I didn’t quite know what I was getting into when I signed up for this. And I mean that in the best way possible––I never imagined that on this Tuesday morning* I would be sitting in an high backed leather chair in a 100-year-old library, sipping my tea with a view of Florence and the Villa gardens. I savor these moments because they are accompanied with the scary realization that I don’t know when else I will be treated this well again. After you spend days wandering around the winding streets of Florence, is it only downhill from there?
Philosophical waxing aside, it’s been a whirlwind couple of days as I’ve settled in, adjusted to the effects of jet lag, and began classes for the semester. I’ll write more on that later, but first it’s time to recap how I got here.
I left San Francisco on an early 6 o’clock flight to Chicago on Wednesday morning, before connecting to my transatlantic flight to Frankfurt. Luckily, despite the weather woes that plagued most of the United States, I managed to make both of my connections. My flight in Chicago was delayed two hours––a nerve-wracking experience when your connection is only two hours to begin with––but we managed to make up enough time in the air so that I was able to reach my gate in Frankfurt with time to spare.

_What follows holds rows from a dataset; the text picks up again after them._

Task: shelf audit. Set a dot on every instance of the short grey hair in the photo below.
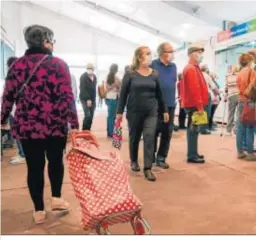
(35, 35)
(160, 48)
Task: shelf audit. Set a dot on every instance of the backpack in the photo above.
(250, 91)
(102, 91)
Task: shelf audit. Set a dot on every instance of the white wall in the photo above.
(72, 37)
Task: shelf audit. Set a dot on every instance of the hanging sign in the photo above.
(237, 30)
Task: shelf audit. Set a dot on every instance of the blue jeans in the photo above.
(208, 109)
(245, 134)
(20, 149)
(112, 105)
(192, 135)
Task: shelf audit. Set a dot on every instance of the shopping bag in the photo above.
(117, 135)
(248, 116)
(198, 119)
(101, 184)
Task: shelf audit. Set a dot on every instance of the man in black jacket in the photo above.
(88, 82)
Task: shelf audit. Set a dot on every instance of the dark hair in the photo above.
(245, 59)
(136, 58)
(253, 54)
(180, 76)
(127, 68)
(35, 35)
(112, 73)
(10, 61)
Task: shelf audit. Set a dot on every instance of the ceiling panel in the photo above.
(237, 11)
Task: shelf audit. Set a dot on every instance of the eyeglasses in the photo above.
(171, 51)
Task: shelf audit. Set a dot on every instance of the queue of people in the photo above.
(46, 110)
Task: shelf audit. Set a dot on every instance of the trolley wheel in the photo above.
(140, 225)
(102, 230)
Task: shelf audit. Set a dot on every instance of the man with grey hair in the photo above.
(168, 76)
(88, 83)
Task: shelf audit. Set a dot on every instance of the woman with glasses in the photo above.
(40, 86)
(141, 93)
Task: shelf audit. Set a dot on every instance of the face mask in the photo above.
(170, 57)
(90, 71)
(148, 60)
(200, 58)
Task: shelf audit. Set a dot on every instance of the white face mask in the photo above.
(148, 60)
(170, 57)
(200, 58)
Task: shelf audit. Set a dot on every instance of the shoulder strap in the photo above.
(31, 75)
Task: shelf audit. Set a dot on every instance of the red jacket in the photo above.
(194, 92)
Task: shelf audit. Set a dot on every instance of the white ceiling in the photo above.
(172, 23)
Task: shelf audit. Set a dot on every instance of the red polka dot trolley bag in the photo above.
(101, 184)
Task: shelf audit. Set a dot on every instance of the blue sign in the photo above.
(239, 30)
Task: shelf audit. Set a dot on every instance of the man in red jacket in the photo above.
(194, 97)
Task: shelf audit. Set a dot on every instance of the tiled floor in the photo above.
(218, 197)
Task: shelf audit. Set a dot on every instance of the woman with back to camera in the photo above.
(113, 85)
(246, 77)
(141, 93)
(40, 85)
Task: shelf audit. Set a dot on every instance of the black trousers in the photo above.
(35, 151)
(182, 118)
(213, 109)
(166, 130)
(88, 115)
(142, 123)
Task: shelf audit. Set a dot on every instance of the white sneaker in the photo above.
(59, 204)
(229, 134)
(17, 160)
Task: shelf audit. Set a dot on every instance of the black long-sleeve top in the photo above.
(141, 93)
(87, 87)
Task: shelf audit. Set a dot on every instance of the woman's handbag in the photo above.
(198, 119)
(117, 135)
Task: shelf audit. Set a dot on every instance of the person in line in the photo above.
(127, 68)
(88, 83)
(205, 130)
(20, 157)
(113, 85)
(182, 113)
(245, 77)
(215, 99)
(168, 77)
(194, 97)
(232, 97)
(142, 94)
(101, 93)
(44, 108)
(252, 52)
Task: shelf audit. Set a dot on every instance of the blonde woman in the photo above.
(141, 93)
(233, 94)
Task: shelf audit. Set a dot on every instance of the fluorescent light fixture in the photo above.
(187, 25)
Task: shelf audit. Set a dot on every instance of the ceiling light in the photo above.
(187, 25)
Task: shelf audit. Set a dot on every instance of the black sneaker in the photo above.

I finally arrived in Florence early on Thursday morning, after watching the sunrise over the peaks of the Alps. When the plane broke through the cloud cover to land in Florence, I was captivated by the rolling green hills and farmland of the Tuscany countryside. So this is it, I thought to myself.
I collected my luggage and got a taxi to Fiesole by myself, as the two others who were supposed to have been on my flight had been delayed elsewhere. The taxi driver raced up the winding road to Fiesole, which lies on a hill above the city of Florence. He’d repeatedly accelerate madly to try to make a green light, then laugh and look in the rearview mirror to see my reaction. “Vroom, vroom,” he laughed at me, as we sped through a narrow one-way alley. I nervously laughed and gripped the side of the car.
Finally, we arrived at Villa le Balze itself, whose name literally means “Villa of the Cliffs” after the cliffs it is situated on.
After arriving, I met the Villa staff, processed some paperwork for my permit to stay in Italy, and got a tour around the grounds themselves. Exhausted, I then promptly fell asleep as I waited for the others to arrive.
Around lunch time, I met Taylor, who will also be doing a home stay this semester. (There are only three of us out of the group of 14.) After having some lunch, we decided to explore the gardens. Of course, my camera was in tow:
Afterwards, we decided to walk further up the hill towards Fiesole, where we heard there was a fantastic lookout. And indeed, there was:
At dinner, we had our first group meal in the dining hall as everyone struggled to stay awake after days of travel.
For me, it’s strange to be embarking on this whole experience of study abroad once again––thrown into a whole new group of people after I had been so accustomed to other eight with whom I lived, studied, and traveled in Turkey. Once more, I’m living amidst unfamiliarity, with a group, a country, and a language that I don’t quite know. But at the same time, it’s exciting to embrace this change one more time.
* At the time I’m posting this, it’s currently Thursday evening. Unfortunately (and fortunately), it can be hard to find time to figure out how to upload all the photos to WordPress when one’s days are filled with class and afternoons are filled with exploring Florence by foot.